We analyzed the expression profile, genetic alterations, clinical features, and prognostic value of CDK16 in pan-cancer using data from The Cancer Genome Atlas, Genotype-Tissue Expression databases, and in vitro experiments. Additionally, the TIMER2 and ImmuCellAI databases were utilized to assess the correlation between CDK16 expression and immune cell infiltration levels. Finally, we examined the correlation between CDK16 and the response to immunotherapy using collected immunotherapy data.
CDK16 is notably overexpressed in pan-cancer and is a risk factor for poor prognosis in various cancers. Our findings reveal that CDK16 regulates not only cell cycle-related functions to promote cell proliferation but also the autoimmunity-related functions of the innate and adaptive immune systems, along with other immune-related signaling pathways. Moreover, CDK16 overexpression contributes to an immunosuppressive tumor microenvironment, extensively suppressing immune-related features such as the expression of immune-related genes and pathways, as well as the count of immune-infiltrating cells. Our analysis indicated that individuals with low CDK16 expression showed higher response rates to immune checkpoint inhibitors and longer overall survival compared to those with high CDK16 expression.

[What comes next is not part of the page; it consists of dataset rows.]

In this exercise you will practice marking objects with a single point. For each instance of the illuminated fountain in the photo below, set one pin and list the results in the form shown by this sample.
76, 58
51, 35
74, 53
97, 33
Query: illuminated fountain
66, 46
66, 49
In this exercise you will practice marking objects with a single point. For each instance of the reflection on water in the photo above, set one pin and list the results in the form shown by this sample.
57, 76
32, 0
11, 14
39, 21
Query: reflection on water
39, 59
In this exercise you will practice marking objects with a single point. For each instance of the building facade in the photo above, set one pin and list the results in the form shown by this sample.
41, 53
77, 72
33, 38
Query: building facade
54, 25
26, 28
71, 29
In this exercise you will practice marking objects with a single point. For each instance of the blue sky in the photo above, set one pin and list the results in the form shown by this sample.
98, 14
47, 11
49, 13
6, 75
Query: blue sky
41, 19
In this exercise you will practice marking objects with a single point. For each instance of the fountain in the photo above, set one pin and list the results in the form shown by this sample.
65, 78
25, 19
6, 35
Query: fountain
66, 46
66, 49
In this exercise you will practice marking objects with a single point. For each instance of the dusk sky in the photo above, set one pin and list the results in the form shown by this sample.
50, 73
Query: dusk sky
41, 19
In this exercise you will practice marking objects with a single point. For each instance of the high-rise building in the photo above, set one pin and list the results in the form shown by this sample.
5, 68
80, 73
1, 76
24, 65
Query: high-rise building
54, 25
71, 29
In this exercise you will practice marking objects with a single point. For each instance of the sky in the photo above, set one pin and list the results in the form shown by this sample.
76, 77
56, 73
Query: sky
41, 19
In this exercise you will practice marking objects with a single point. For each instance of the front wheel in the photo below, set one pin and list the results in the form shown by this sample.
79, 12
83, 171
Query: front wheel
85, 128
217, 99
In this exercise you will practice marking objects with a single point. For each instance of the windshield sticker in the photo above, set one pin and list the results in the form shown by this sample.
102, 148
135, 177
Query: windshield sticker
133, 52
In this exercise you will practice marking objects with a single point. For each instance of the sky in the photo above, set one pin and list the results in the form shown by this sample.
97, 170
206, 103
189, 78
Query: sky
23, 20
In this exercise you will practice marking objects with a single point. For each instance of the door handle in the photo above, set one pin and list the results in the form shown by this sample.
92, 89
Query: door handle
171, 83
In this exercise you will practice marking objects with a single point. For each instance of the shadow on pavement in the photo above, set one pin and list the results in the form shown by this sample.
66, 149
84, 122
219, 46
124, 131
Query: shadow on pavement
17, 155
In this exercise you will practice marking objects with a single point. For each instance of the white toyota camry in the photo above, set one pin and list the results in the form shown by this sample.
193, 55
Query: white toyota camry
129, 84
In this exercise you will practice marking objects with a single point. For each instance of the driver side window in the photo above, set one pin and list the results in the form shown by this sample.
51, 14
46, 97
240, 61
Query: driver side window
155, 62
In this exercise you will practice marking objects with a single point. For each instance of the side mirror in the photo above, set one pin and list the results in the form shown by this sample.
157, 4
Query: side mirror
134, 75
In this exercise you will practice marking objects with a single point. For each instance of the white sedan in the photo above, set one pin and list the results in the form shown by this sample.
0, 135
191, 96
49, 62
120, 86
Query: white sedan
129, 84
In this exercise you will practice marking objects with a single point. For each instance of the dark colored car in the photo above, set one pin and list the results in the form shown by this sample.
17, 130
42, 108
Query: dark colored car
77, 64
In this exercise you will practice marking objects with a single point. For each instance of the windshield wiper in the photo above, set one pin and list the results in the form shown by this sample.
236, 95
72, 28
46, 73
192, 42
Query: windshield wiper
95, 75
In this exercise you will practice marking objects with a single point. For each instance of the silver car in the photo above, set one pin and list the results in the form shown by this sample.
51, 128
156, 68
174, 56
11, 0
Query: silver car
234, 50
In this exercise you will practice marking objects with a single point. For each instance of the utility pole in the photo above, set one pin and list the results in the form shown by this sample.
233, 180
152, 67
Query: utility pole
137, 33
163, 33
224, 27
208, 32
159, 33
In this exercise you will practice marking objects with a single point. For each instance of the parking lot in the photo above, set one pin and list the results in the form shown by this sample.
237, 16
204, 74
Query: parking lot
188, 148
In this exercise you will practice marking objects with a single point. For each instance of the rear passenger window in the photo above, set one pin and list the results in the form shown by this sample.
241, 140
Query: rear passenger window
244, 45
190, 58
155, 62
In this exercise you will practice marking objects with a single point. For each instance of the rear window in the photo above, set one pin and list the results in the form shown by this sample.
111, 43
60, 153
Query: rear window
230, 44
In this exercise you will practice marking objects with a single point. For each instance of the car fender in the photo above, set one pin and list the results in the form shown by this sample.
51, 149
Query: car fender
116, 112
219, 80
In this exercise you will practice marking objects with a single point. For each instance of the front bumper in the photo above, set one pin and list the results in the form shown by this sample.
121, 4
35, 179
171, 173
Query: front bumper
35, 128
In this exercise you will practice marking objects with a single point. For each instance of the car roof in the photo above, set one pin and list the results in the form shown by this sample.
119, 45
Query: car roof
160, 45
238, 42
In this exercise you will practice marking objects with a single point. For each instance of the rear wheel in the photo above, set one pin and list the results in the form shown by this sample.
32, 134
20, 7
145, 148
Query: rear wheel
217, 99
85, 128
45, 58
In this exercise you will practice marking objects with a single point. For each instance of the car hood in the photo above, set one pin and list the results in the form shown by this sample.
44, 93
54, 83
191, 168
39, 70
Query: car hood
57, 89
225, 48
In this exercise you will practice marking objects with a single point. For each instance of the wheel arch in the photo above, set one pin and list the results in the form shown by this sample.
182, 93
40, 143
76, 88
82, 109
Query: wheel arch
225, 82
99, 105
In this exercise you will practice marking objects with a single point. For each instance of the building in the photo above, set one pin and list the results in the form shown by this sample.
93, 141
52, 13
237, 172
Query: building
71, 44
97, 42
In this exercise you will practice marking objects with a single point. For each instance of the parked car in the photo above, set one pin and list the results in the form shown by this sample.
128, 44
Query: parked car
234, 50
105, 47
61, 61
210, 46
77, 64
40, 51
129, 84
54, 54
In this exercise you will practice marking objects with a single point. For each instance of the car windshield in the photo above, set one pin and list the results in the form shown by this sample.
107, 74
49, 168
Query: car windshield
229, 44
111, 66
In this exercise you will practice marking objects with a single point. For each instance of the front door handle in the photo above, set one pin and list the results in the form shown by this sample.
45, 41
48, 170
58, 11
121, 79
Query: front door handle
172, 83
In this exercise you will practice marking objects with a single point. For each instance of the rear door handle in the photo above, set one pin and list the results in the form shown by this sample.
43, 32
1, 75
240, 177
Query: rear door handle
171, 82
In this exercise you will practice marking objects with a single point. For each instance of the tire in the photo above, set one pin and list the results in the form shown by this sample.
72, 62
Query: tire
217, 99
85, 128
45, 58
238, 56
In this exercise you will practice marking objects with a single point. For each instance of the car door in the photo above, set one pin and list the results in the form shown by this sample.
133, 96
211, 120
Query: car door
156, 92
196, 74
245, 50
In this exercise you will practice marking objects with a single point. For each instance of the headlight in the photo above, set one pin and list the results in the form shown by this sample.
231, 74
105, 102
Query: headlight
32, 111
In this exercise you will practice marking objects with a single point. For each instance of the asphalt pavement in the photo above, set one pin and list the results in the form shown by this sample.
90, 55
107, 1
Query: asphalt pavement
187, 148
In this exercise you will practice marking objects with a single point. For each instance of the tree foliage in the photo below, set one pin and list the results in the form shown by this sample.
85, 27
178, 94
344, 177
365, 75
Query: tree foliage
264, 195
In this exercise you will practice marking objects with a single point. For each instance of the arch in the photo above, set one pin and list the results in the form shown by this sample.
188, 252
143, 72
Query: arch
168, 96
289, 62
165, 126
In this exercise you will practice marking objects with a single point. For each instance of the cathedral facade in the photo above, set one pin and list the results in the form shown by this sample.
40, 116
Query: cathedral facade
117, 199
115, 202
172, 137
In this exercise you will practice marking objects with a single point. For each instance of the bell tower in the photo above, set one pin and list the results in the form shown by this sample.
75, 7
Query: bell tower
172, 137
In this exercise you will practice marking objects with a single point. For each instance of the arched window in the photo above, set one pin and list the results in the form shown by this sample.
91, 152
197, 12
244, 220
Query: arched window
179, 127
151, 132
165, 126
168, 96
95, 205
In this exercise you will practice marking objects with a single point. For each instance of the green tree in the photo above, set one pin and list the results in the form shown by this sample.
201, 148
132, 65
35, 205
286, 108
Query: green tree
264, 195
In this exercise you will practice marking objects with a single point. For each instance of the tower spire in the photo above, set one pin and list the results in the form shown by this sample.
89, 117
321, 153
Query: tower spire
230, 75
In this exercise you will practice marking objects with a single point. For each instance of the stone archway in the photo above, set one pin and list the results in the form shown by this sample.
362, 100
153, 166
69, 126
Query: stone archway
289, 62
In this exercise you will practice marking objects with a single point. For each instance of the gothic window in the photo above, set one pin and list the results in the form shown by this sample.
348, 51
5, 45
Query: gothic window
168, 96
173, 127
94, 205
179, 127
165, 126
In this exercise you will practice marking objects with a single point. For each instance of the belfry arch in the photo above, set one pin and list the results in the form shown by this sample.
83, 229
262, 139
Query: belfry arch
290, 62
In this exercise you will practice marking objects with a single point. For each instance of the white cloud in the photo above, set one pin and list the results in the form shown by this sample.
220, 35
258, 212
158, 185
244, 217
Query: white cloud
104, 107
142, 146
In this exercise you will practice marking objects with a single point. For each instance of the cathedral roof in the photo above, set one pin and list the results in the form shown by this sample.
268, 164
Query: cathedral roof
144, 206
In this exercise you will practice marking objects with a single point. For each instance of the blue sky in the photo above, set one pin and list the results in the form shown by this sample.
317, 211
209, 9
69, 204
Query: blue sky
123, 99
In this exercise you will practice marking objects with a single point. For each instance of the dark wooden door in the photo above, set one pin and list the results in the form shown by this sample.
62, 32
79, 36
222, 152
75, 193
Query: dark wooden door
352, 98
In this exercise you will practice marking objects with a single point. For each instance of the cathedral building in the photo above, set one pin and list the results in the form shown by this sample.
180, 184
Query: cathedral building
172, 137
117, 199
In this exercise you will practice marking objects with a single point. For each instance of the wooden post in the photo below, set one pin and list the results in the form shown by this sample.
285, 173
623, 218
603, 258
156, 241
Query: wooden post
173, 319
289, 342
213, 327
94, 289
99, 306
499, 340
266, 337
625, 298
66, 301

This study establishes CDK16 as a potential biomarker for predicting poor prognosis in a wide range of cancers. Its role in shaping the immunosuppressive tumor microenvironment and influencing the efficacy of immunotherapy highlights the urgent need for developing targeted therapies against CDK16, offering new avenues for cancer treatment and management.
摘要:
背景:细胞周期蛋白依赖性激酶16(CDK16)在各种疾病中起着重要的生物学作用。尽管如此,其在不同癌症类型中的功能及其与肿瘤免疫微环境(TIME)的关系仍未得到很好的理解。

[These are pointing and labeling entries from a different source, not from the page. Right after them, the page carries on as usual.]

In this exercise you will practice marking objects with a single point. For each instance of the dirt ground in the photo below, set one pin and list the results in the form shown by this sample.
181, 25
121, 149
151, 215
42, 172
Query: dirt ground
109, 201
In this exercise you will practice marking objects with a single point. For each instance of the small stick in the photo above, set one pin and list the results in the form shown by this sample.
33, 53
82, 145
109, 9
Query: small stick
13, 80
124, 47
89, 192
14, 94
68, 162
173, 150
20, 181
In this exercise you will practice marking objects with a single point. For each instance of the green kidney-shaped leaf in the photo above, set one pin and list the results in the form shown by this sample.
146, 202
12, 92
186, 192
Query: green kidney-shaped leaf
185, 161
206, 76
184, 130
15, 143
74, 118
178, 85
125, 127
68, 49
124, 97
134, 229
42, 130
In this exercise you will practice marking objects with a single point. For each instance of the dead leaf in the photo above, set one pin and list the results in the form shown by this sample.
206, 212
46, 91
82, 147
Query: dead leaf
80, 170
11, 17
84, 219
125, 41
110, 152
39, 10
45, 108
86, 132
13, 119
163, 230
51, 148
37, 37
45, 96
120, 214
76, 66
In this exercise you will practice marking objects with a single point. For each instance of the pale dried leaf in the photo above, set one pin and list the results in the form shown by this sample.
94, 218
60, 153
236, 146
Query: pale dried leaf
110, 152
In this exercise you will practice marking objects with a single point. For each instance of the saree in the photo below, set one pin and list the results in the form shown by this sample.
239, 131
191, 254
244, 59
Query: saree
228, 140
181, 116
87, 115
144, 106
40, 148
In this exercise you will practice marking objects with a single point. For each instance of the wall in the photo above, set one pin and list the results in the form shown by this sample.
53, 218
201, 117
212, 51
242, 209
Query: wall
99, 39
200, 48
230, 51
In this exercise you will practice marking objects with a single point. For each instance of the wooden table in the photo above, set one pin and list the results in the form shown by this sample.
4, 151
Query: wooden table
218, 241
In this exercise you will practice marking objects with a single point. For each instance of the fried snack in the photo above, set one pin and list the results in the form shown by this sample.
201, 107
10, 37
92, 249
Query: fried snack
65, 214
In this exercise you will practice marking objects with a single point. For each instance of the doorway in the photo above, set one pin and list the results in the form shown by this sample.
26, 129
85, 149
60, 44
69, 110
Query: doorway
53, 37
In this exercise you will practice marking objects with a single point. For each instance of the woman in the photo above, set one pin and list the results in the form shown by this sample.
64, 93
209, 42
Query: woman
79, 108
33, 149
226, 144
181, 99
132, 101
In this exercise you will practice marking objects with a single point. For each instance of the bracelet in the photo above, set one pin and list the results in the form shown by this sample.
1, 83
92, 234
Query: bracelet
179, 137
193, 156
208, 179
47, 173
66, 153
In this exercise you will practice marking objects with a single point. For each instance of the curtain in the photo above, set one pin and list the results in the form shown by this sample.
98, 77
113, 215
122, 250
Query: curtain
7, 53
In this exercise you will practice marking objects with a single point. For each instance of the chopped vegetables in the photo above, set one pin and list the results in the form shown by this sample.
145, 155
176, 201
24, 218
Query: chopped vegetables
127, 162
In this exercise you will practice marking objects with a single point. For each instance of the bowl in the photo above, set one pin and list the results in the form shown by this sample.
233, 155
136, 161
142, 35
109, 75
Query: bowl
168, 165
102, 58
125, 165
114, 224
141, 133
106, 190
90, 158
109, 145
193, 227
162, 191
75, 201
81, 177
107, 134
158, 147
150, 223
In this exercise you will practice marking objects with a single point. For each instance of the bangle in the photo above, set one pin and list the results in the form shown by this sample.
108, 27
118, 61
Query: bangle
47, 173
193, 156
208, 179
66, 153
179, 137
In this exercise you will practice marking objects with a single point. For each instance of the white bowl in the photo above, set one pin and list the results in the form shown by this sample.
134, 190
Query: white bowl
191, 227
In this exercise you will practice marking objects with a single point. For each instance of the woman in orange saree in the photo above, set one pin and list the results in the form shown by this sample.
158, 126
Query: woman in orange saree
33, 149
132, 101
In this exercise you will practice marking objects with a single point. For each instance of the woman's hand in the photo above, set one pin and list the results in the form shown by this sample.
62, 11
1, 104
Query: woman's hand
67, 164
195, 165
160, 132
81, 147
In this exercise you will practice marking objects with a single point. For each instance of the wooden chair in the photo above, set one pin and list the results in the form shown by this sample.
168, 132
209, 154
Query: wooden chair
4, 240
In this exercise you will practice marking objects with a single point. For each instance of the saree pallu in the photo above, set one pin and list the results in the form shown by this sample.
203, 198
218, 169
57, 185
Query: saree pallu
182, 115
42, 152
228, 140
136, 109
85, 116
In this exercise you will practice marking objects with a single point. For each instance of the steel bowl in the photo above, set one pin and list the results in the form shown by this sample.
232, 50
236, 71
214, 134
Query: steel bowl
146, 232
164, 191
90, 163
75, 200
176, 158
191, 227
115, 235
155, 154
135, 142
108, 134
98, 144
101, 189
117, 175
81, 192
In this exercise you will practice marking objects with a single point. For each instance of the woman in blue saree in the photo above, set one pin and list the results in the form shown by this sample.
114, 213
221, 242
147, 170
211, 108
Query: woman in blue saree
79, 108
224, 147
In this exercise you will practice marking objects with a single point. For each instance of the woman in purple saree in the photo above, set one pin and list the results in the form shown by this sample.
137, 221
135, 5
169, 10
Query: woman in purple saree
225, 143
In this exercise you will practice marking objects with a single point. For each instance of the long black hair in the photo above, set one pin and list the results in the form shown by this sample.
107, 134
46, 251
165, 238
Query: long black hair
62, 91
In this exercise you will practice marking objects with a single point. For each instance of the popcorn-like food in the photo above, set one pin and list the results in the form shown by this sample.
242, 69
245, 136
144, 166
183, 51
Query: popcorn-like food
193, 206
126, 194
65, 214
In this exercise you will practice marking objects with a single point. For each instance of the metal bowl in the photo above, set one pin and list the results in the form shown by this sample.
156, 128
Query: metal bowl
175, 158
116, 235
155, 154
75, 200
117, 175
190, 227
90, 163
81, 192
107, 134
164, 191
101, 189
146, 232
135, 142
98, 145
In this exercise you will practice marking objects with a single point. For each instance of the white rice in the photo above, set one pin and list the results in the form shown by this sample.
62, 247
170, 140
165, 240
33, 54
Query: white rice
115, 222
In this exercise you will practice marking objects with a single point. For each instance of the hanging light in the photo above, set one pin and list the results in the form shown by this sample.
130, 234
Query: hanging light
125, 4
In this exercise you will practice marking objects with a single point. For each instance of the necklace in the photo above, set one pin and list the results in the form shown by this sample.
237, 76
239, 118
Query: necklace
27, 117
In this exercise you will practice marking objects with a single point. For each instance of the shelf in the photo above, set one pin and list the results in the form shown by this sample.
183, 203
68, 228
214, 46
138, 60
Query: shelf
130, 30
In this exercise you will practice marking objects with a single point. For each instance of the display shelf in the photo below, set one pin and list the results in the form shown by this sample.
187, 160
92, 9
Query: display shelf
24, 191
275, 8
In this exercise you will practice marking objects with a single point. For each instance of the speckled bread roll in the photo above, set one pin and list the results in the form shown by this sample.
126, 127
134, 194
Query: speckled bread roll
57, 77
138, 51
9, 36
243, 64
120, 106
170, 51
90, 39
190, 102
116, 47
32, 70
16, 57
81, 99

方法:我们分析了表达谱,遗传改变,临床特征,使用来自癌症基因组图谱的数据,以及CDK16在泛癌症中的预后价值,基因型-组织表达数据库,和体外实验。此外,我们利用TIMER2和ImmuCellAI数据库评估CDK16表达与免疫细胞浸润水平之间的相关性.最后,我们使用收集的免疫疗法数据检查了CDK16与免疫疗法应答之间的相关性.
结果:CDK16在泛癌症中明显过表达,是各种癌症预后不良的危险因素。我们的发现表明,CDK16不仅调节细胞周期相关功能以促进细胞增殖,而且还调节先天和适应性免疫系统的自身免疫相关功能。以及其他免疫相关的信号通路。此外,CDK16过表达有助于免疫抑制肿瘤微环境,广泛抑制免疫相关特征,如免疫相关基因和途径的表达,以及免疫浸润细胞的计数。我们的分析表明,与具有高CDK16表达的个体相比,具有低CDK16表达的个体对免疫检查点抑制剂的反应率更高,总体生存期更长。
结论:本研究确立了CDK16作为预测多种癌症预后不良的潜在生物标志物。它在塑造免疫抑制肿瘤微环境和影响免疫疗法疗效方面的作用突出了开发针对CDK16的靶向疗法的迫切需要,为癌症治疗和管理提供了新的途径。
方法:我们分析了表达谱,遗传改变,临床特征,使用来自癌症基因组图谱的数据,以及CDK16在泛癌症中的预后价值,基因型-组织表达数据库,和体外实验。此外,我们利用TIMER2和ImmuCellAI数据库评估CDK16表达与免疫细胞浸润水平之间的相关性.最后,我们使用收集的免疫疗法数据检查了CDK16与免疫疗法应答之间的相关性.
结果:CDK16在泛癌症中明显过表达,是各种癌症预后不良的危险因素。我们的发现表明,CDK16不仅调节细胞周期相关功能以促进细胞增殖,而且还调节先天和适应性免疫系统的自身免疫相关功能。以及其他免疫相关的信号通路。此外,CDK16过表达有助于免疫抑制肿瘤微环境,广泛抑制免疫相关特征,如免疫相关基因和途径的表达,以及免疫浸润细胞的计数。我们的分析表明,与具有高CDK16表达的个体相比,具有低CDK16表达的个体对免疫检查点抑制剂的反应率更高,总体生存期更长。
结论:本研究确立了CDK16作为预测多种癌症预后不良的潜在生物标志物。它在塑造免疫抑制肿瘤微环境和影响免疫疗法疗效方面的作用突出了开发针对CDK16的靶向疗法的迫切需要,为癌症治疗和管理提供了新的途径。